Visitors to this rocky beach near the falls pile up the jagged yellow brown rocks into vertical sculptures, often in human form. Our granddaughter built the one in the foreground.

Most Canadians call these cairns inuksuks, an Inuit (native arctic people) word. It was used as a symbol of the 2010 Vancouver Olympics.


Our guest artist, Roxy, drawing from the window in the log cabin.


She was drawing the house next door, very close by, then the enormously high snowy mountain behind the roofline. You can the tiny knob on Whistlers Mountain that is the Skytram restaurant.

Wednesday, April 8, 2015

California and Alberta

Four Easter lilies bloomed, along with some furry African violets.  I drew them as they opened because their beauty is fleeting.


This is a ‘wonder what I should draw’ moment. How about my new rug, my colored pencil set and my orange iPad?  It is a floral pattern so it relates to the sketch above and below.


Drawing the spaces that are not my Easter lily.


Little Tokyo in Los Angeles is a nice place to spend some time. I loved the golden fish on the roof, the blue ceramic tiles on the roof, the sun shades, and the outdoor eating. People watching was entertaining too. The round grey shapes are shadows of paper lanterns.


A few degrees to the right lends a new scene to draw. 


Another slight turn gets me another viewpoint.


Here we have a drawing of approximately the same scene by guest artist, Noelle.

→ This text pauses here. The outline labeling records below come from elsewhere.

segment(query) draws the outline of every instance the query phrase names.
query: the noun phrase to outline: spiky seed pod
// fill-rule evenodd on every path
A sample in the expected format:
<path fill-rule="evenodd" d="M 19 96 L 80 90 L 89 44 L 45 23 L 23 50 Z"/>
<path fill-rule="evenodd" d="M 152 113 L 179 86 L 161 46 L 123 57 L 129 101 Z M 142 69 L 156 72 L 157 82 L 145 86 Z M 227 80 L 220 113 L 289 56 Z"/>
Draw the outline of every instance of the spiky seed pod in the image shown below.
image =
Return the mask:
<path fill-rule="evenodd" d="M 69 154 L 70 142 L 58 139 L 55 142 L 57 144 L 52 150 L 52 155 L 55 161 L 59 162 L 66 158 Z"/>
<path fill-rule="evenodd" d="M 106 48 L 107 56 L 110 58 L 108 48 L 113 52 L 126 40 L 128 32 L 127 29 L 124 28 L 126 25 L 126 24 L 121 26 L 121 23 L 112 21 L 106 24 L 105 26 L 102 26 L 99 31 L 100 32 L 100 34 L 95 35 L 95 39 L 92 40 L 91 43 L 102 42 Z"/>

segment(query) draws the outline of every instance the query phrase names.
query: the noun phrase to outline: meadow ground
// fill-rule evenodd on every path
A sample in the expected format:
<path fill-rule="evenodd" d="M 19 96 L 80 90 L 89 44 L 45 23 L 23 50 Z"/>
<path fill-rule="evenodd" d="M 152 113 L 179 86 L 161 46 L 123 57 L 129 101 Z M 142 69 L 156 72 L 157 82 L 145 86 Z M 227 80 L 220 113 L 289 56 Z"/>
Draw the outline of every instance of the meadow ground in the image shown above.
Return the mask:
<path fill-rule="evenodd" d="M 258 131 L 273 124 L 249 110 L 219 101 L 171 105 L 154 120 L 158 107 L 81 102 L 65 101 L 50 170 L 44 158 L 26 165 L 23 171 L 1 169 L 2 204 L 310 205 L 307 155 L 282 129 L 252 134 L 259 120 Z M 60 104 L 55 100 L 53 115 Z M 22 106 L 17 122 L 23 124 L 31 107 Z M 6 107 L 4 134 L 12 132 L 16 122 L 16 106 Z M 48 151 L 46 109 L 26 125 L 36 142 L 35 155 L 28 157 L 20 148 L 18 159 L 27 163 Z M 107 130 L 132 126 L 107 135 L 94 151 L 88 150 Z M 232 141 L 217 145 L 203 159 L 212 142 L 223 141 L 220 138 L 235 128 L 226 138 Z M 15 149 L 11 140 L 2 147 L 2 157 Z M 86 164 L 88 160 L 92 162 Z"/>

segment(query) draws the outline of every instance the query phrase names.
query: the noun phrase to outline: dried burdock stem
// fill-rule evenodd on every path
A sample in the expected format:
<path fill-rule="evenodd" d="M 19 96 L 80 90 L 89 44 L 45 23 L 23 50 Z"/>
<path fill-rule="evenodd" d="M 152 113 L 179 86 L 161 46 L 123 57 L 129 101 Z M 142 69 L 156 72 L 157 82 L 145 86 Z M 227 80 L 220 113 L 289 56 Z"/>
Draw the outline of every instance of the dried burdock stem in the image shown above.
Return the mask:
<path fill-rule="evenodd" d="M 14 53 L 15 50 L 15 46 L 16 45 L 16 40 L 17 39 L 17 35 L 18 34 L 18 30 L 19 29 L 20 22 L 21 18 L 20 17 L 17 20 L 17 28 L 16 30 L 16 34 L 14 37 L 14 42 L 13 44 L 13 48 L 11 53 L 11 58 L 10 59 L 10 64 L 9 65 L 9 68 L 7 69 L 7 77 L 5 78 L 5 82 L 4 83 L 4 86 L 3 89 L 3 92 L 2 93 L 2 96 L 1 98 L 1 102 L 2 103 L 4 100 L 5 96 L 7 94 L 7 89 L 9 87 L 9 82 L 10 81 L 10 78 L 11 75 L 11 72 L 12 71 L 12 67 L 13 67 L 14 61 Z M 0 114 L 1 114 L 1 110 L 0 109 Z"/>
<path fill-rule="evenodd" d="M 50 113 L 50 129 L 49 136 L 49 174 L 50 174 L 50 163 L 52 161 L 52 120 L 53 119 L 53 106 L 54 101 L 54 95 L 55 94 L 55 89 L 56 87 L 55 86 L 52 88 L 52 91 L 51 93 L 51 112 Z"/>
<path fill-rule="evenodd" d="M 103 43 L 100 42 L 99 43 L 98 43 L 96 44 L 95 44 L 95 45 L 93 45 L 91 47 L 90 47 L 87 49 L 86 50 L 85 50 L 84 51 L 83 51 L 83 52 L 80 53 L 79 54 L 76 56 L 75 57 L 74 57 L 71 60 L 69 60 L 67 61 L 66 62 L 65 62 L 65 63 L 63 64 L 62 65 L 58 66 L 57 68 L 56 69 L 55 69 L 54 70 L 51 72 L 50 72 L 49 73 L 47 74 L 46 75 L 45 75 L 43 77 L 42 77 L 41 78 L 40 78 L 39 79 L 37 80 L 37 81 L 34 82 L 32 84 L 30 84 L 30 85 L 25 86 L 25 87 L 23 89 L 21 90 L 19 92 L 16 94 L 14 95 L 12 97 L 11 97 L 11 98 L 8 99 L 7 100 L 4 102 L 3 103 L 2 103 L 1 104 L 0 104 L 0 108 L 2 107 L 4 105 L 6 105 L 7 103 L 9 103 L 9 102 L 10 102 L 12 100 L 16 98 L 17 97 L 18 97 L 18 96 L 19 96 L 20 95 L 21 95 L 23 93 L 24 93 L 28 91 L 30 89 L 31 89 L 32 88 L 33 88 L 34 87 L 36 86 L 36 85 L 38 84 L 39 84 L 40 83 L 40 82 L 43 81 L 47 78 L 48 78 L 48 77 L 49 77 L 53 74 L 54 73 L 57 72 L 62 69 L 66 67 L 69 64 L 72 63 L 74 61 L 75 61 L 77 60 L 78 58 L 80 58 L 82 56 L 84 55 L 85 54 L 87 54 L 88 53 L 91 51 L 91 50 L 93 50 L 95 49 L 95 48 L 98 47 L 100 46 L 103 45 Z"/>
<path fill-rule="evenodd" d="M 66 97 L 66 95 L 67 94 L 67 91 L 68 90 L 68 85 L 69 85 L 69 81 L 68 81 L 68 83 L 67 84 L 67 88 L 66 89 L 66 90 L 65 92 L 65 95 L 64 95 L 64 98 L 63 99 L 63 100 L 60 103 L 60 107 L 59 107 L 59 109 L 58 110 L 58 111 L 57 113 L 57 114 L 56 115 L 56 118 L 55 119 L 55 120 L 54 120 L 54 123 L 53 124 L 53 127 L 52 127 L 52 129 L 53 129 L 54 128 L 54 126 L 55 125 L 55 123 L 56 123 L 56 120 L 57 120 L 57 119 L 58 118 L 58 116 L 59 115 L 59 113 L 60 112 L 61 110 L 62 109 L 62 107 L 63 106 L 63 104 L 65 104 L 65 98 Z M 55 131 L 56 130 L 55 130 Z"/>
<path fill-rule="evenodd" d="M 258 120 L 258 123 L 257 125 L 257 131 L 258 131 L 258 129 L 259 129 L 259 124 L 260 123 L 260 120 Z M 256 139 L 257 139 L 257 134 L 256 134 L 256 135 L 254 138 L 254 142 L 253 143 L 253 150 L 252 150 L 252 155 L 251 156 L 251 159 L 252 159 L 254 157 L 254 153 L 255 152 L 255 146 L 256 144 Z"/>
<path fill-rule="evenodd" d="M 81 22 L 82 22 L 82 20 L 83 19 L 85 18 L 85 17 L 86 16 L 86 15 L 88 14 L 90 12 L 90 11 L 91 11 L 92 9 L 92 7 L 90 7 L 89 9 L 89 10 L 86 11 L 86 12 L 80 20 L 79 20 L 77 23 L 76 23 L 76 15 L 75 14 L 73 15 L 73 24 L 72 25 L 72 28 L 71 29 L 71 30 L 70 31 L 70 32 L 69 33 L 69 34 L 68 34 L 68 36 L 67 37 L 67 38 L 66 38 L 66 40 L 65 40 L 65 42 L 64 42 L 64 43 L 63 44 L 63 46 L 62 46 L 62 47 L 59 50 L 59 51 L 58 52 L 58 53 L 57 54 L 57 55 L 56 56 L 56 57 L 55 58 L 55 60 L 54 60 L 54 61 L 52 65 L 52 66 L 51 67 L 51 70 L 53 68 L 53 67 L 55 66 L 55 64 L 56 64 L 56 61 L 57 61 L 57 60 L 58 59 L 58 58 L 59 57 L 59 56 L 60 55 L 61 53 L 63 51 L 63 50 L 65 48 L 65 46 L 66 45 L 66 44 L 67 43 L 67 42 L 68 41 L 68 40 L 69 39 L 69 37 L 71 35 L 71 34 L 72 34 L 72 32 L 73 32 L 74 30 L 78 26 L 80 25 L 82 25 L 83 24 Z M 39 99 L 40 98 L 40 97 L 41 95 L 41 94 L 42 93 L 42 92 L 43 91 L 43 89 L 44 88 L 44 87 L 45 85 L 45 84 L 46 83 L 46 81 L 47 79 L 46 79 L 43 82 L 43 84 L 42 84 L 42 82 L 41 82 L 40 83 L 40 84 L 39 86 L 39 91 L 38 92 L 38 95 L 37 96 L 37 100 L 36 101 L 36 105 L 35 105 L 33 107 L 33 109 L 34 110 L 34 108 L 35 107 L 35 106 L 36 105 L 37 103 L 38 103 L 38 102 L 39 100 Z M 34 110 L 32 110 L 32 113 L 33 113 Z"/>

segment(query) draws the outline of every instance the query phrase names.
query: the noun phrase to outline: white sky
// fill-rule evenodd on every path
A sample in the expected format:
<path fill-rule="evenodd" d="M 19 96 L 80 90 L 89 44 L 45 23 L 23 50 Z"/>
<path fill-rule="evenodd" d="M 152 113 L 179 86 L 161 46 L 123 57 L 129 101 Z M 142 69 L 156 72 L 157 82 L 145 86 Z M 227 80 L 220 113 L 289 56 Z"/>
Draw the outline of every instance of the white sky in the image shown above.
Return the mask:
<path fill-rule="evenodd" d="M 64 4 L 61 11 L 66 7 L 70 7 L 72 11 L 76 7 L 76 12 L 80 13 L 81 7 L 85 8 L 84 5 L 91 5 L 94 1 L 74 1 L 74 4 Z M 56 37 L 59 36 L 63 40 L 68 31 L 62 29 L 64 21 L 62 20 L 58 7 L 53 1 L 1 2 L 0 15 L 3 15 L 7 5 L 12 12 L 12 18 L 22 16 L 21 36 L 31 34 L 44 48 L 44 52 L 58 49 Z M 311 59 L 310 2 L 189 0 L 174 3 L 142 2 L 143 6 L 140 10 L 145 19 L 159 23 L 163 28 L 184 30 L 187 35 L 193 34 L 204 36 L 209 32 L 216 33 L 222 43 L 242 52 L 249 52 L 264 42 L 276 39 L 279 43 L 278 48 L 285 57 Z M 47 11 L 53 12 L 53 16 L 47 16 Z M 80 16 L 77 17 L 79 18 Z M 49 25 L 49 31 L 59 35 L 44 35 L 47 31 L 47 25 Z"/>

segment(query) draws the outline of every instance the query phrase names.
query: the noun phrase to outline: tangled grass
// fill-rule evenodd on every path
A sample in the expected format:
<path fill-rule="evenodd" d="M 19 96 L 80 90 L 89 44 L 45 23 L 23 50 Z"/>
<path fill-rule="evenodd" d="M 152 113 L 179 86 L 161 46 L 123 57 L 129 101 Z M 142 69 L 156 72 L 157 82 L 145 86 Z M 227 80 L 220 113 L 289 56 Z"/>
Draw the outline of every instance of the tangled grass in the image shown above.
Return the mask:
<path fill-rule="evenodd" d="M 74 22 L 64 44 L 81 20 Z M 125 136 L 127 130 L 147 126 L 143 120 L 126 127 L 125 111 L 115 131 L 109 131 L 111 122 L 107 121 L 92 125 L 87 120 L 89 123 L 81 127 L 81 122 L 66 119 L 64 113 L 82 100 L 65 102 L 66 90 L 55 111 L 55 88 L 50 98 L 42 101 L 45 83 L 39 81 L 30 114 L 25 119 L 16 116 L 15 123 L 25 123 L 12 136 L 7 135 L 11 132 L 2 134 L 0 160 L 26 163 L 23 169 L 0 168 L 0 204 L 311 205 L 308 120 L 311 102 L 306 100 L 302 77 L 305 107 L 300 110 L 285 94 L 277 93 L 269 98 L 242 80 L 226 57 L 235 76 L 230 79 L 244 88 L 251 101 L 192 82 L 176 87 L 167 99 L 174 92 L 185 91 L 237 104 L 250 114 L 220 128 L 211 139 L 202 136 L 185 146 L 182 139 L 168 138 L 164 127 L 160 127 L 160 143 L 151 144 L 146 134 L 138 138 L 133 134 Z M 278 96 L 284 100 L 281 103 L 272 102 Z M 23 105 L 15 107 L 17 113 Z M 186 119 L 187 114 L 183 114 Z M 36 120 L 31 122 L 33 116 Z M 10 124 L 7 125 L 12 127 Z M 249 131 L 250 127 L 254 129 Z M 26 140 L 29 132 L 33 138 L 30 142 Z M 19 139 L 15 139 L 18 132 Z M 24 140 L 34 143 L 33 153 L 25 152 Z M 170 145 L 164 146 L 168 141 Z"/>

Our granddaughter. She used her artistic license to make all the lanterns red.


We went on a hike at a place near Santa Monica called Los Leones. The day was warm, dry, and yet foggy looking down towards the beach and the Pacific Ocean.  I drew one salamander but we saw lots.  We are on the edge of a cliff path looking down on rooftops and at the beach.  The horizon is lost in the sea mist.


After the hike, we spent some time at the sandy beach with large beautiful rocks.


It’s a soft padded sculpture in an indoor playground in Edmonton Canada.  Lots of very young kids scooted around.  I just added one toddler for scale. Our much bigger grandchildren were running around in a four story padded climbing house.